Once this has been done, the kernel will allow unprivileged users to use the interfaces in the perf kernel section.

Usage

There are several common uses of perf, the first being a simpler rough idea of how the program is using the hardware

 1
 2
 3
 4
 5
 6
 7
 8
 9
10
11
12
13
14
15
16
17
18
19
$> perf stat ls

<stdout>

Performance counter stats for 'ls':

              1.87 msec task-clock                #    0.411 CPUs utilized
                11      context-switches          #    0.006 M/sec
                 0      cpu-migrations            #    0.000 K/sec
                94      page-faults               #    0.050 M/sec
         2,771,746      cycles                    #    1.479 GHz
         1,534,926      instructions              #    0.55  insn per cycle
           317,631      branches                  #  169.519 M/sec
            15,169      branch-misses             #    4.78% of all branches

       0.004553499 seconds time elapsed

       0.003498000 seconds user
       0.000000000 seconds sys

The second is also a powerful one, allowing a detailed analysis of the runtime percentage of each function of the program and also the time consumption percentage of each instruction in these functions, which allows us to get an accurate picture of the processor resource usage of the bottleneck of the program runtime.

1
2
perf record <program>
perf report

At this point we can see a screen like this

sobyte

Press A to see the disassembled assembly code and the corresponding time share.

Sometimes if the debug option is turned off at compile time (e.g. gcc -g) then it is likely that perf will not get the correct call stack, which will make the time share statistics problematic and will not allow us to observe hot functions.
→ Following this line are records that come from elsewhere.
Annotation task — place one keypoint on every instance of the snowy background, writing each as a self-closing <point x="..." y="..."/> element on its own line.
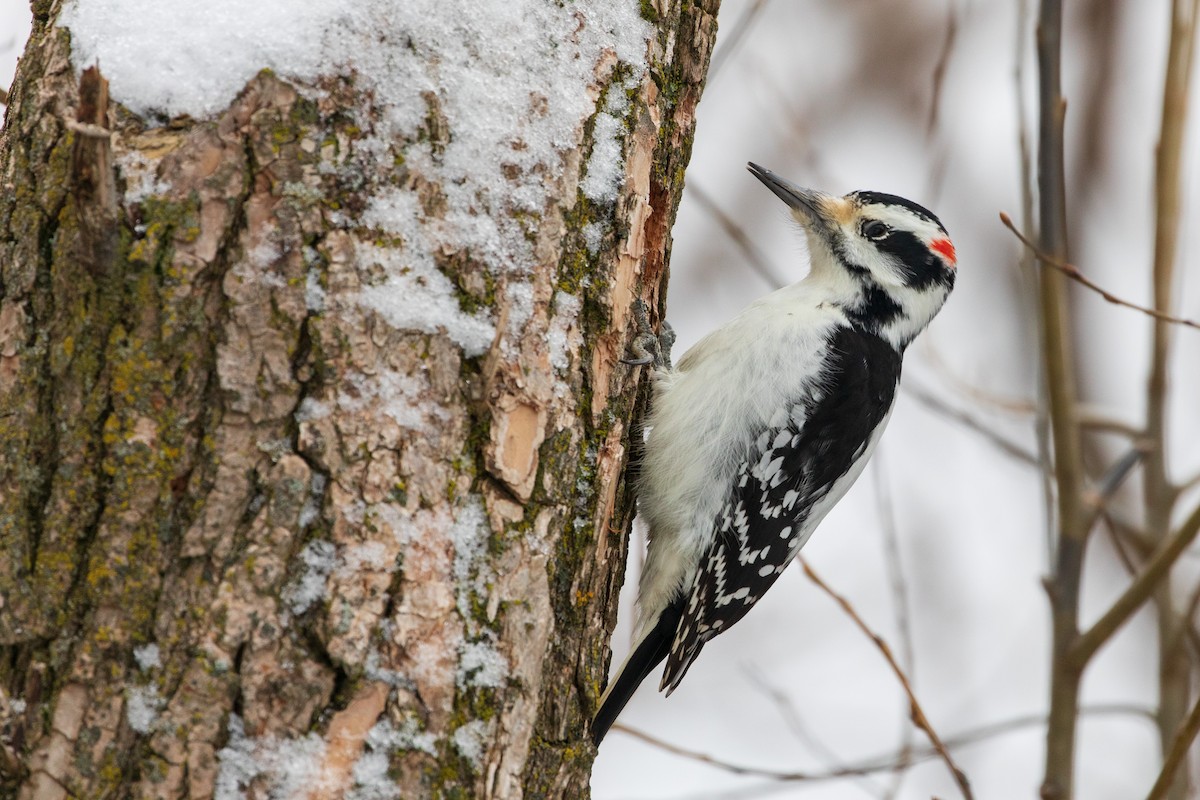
<point x="919" y="98"/>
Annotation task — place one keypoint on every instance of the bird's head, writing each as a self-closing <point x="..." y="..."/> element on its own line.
<point x="894" y="256"/>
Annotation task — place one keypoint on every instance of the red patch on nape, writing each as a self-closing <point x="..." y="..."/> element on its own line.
<point x="946" y="250"/>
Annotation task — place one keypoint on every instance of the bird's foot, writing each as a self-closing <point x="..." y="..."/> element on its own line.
<point x="648" y="347"/>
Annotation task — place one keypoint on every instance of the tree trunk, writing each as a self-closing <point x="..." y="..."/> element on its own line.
<point x="280" y="518"/>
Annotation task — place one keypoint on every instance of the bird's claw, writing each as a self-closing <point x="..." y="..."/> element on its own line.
<point x="648" y="347"/>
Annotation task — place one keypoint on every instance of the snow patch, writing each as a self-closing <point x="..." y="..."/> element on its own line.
<point x="415" y="295"/>
<point x="147" y="656"/>
<point x="567" y="314"/>
<point x="291" y="768"/>
<point x="471" y="739"/>
<point x="142" y="707"/>
<point x="319" y="559"/>
<point x="489" y="95"/>
<point x="481" y="665"/>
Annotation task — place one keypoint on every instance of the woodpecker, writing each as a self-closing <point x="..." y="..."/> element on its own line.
<point x="767" y="421"/>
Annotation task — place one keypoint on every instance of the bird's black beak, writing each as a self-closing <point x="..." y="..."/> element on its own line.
<point x="809" y="203"/>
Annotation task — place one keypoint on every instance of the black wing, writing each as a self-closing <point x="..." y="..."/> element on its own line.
<point x="787" y="470"/>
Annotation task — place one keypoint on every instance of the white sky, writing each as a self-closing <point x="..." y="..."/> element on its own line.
<point x="805" y="97"/>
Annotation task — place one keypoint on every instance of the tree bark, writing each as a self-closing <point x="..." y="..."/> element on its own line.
<point x="265" y="541"/>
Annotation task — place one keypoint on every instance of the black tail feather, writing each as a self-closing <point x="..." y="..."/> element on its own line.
<point x="648" y="655"/>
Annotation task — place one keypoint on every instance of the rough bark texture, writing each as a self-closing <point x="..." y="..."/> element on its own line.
<point x="193" y="435"/>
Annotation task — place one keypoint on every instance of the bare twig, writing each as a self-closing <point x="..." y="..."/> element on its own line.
<point x="918" y="715"/>
<point x="899" y="587"/>
<point x="733" y="40"/>
<point x="1177" y="753"/>
<point x="1074" y="274"/>
<point x="755" y="257"/>
<point x="883" y="762"/>
<point x="1117" y="474"/>
<point x="1159" y="497"/>
<point x="943" y="59"/>
<point x="1096" y="420"/>
<point x="1062" y="395"/>
<point x="1138" y="591"/>
<point x="941" y="407"/>
<point x="791" y="715"/>
<point x="1009" y="404"/>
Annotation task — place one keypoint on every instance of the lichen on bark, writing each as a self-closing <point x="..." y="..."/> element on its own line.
<point x="348" y="539"/>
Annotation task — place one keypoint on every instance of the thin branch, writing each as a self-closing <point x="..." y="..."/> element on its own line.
<point x="787" y="710"/>
<point x="918" y="715"/>
<point x="1137" y="593"/>
<point x="733" y="40"/>
<point x="885" y="762"/>
<point x="1074" y="274"/>
<point x="941" y="407"/>
<point x="1062" y="397"/>
<point x="943" y="59"/>
<point x="899" y="587"/>
<point x="1092" y="419"/>
<point x="1177" y="753"/>
<point x="933" y="355"/>
<point x="755" y="257"/>
<point x="1117" y="474"/>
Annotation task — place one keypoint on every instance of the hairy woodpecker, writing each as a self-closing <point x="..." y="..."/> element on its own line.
<point x="768" y="420"/>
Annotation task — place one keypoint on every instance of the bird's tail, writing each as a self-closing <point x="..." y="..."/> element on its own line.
<point x="646" y="656"/>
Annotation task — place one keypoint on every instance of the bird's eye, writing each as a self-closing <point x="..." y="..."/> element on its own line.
<point x="875" y="229"/>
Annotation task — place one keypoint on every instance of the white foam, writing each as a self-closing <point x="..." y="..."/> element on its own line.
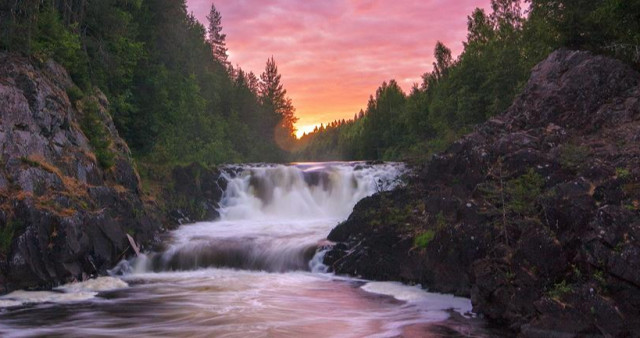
<point x="281" y="192"/>
<point x="21" y="297"/>
<point x="73" y="292"/>
<point x="415" y="294"/>
<point x="95" y="285"/>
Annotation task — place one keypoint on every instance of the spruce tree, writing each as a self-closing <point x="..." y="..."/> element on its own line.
<point x="216" y="39"/>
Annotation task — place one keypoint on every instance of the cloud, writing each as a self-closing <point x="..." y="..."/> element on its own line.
<point x="333" y="54"/>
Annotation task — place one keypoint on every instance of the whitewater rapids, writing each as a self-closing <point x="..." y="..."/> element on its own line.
<point x="257" y="271"/>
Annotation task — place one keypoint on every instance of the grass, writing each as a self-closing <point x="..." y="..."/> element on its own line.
<point x="7" y="234"/>
<point x="423" y="240"/>
<point x="98" y="135"/>
<point x="559" y="290"/>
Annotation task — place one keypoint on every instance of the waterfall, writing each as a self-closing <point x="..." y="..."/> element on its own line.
<point x="273" y="217"/>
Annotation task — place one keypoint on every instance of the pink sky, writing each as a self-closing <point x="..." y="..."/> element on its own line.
<point x="333" y="54"/>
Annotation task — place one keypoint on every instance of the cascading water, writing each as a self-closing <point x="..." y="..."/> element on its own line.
<point x="274" y="218"/>
<point x="257" y="271"/>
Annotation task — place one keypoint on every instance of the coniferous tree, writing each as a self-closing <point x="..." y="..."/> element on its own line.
<point x="216" y="39"/>
<point x="274" y="97"/>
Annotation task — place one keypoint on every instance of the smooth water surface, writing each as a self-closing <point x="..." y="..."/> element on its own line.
<point x="256" y="272"/>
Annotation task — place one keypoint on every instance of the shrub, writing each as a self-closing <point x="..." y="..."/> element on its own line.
<point x="523" y="192"/>
<point x="97" y="134"/>
<point x="559" y="290"/>
<point x="423" y="240"/>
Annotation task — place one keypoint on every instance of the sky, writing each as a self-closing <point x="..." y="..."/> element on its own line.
<point x="333" y="54"/>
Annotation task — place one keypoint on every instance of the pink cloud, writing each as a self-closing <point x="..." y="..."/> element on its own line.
<point x="333" y="54"/>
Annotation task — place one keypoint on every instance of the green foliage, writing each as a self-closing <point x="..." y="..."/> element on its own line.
<point x="7" y="234"/>
<point x="423" y="240"/>
<point x="97" y="133"/>
<point x="573" y="156"/>
<point x="523" y="192"/>
<point x="623" y="173"/>
<point x="75" y="94"/>
<point x="559" y="290"/>
<point x="501" y="48"/>
<point x="171" y="98"/>
<point x="441" y="221"/>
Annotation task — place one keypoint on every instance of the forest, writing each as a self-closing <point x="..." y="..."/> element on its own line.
<point x="500" y="50"/>
<point x="173" y="94"/>
<point x="176" y="98"/>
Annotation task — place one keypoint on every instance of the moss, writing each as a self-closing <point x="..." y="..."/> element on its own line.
<point x="441" y="221"/>
<point x="523" y="192"/>
<point x="423" y="240"/>
<point x="623" y="173"/>
<point x="559" y="290"/>
<point x="573" y="156"/>
<point x="75" y="94"/>
<point x="7" y="234"/>
<point x="97" y="134"/>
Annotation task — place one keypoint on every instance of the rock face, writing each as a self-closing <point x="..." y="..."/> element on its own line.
<point x="194" y="194"/>
<point x="69" y="193"/>
<point x="535" y="215"/>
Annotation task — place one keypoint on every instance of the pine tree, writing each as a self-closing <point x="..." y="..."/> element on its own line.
<point x="216" y="38"/>
<point x="274" y="98"/>
<point x="444" y="60"/>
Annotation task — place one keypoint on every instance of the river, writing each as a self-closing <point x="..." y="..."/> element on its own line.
<point x="255" y="272"/>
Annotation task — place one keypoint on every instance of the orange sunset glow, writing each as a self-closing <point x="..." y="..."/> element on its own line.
<point x="333" y="54"/>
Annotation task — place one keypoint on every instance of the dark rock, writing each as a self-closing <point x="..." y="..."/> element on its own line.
<point x="68" y="217"/>
<point x="535" y="215"/>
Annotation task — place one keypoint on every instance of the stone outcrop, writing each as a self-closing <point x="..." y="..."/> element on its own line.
<point x="535" y="215"/>
<point x="194" y="194"/>
<point x="69" y="193"/>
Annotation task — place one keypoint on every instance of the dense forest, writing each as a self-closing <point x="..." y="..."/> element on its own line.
<point x="501" y="48"/>
<point x="173" y="94"/>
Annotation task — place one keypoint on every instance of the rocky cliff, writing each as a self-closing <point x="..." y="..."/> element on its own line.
<point x="70" y="197"/>
<point x="535" y="215"/>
In this case you can specify that perf uses a more detailed call stack tracking method, for example using lbr

1
perf record --call-graph lbr <program>

There are three methods of call stack tracing that perf can use.
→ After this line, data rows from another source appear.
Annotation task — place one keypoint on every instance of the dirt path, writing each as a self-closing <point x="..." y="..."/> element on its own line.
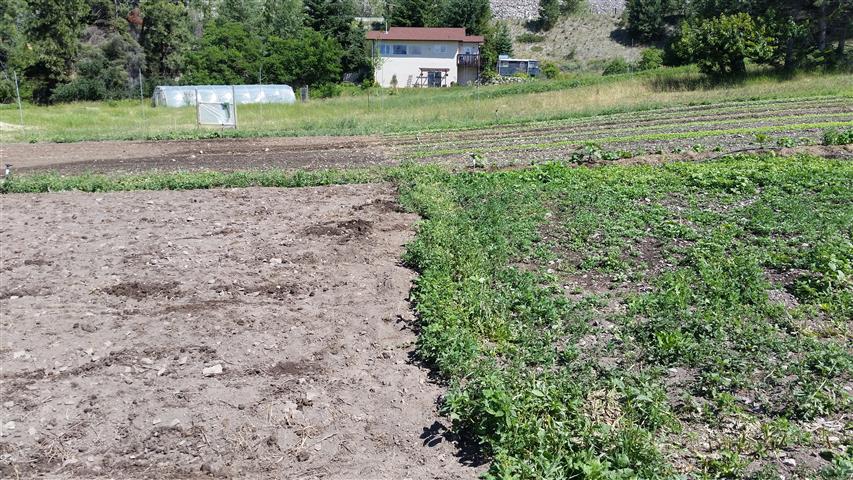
<point x="257" y="333"/>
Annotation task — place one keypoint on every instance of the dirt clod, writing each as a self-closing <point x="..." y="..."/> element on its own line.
<point x="141" y="300"/>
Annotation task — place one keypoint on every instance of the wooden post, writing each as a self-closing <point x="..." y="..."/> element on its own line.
<point x="234" y="104"/>
<point x="18" y="94"/>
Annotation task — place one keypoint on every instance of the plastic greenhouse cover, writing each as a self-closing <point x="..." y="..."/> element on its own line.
<point x="183" y="96"/>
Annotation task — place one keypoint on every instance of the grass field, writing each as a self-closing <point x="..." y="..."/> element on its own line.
<point x="417" y="110"/>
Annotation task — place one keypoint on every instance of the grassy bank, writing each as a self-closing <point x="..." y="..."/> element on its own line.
<point x="643" y="322"/>
<point x="413" y="109"/>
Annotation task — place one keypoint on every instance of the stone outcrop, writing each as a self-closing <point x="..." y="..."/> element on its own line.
<point x="529" y="9"/>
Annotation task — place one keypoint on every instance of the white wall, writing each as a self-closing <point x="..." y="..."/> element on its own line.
<point x="404" y="66"/>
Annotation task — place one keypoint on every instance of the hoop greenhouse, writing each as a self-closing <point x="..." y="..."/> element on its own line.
<point x="185" y="96"/>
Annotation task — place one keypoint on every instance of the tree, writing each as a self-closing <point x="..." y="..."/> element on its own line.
<point x="411" y="13"/>
<point x="722" y="45"/>
<point x="645" y="19"/>
<point x="228" y="54"/>
<point x="102" y="70"/>
<point x="165" y="36"/>
<point x="474" y="15"/>
<point x="498" y="42"/>
<point x="244" y="11"/>
<point x="52" y="31"/>
<point x="650" y="59"/>
<point x="549" y="13"/>
<point x="282" y="18"/>
<point x="502" y="39"/>
<point x="308" y="59"/>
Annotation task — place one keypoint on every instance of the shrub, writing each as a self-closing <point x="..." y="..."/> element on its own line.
<point x="651" y="59"/>
<point x="550" y="70"/>
<point x="327" y="90"/>
<point x="528" y="37"/>
<point x="616" y="66"/>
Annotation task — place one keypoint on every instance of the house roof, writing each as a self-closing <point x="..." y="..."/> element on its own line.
<point x="425" y="35"/>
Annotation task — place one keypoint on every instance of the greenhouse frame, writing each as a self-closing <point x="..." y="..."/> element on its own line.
<point x="185" y="95"/>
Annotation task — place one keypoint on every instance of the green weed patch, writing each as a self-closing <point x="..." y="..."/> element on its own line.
<point x="53" y="182"/>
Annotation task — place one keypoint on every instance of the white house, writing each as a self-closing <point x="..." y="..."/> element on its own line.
<point x="425" y="57"/>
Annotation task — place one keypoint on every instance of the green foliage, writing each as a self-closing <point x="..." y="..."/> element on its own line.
<point x="549" y="13"/>
<point x="651" y="59"/>
<point x="722" y="45"/>
<point x="52" y="30"/>
<point x="227" y="54"/>
<point x="165" y="37"/>
<point x="102" y="71"/>
<point x="336" y="20"/>
<point x="501" y="40"/>
<point x="645" y="19"/>
<point x="282" y="18"/>
<point x="51" y="182"/>
<point x="617" y="66"/>
<point x="309" y="59"/>
<point x="835" y="137"/>
<point x="550" y="70"/>
<point x="523" y="360"/>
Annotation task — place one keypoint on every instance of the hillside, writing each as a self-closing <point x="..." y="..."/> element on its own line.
<point x="578" y="42"/>
<point x="583" y="41"/>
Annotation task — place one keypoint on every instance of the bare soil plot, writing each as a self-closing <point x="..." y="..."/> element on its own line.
<point x="219" y="154"/>
<point x="258" y="333"/>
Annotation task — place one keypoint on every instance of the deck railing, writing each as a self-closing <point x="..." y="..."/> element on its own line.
<point x="468" y="60"/>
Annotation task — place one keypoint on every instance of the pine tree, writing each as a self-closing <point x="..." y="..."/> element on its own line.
<point x="165" y="37"/>
<point x="52" y="30"/>
<point x="336" y="19"/>
<point x="502" y="40"/>
<point x="282" y="18"/>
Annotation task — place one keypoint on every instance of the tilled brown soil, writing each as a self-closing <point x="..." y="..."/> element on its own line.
<point x="257" y="333"/>
<point x="501" y="145"/>
<point x="217" y="154"/>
  • fp: least detailed, produces the smallest log file, and has little to no impact on program performance.
  • lbr: more detailed, produces a significantly larger log file, and has a small impact on performance.
  • dwarf: the most detailed, produces extremely large log files, maybe 10 gigabytes a minute, and has a significant impact on performance, so it is not very practical.

For me it’s usually straightforward to go with lbr, then consider fp if the hard drive isn’t big enough or if reading and writing a few gigabytes of files is slow.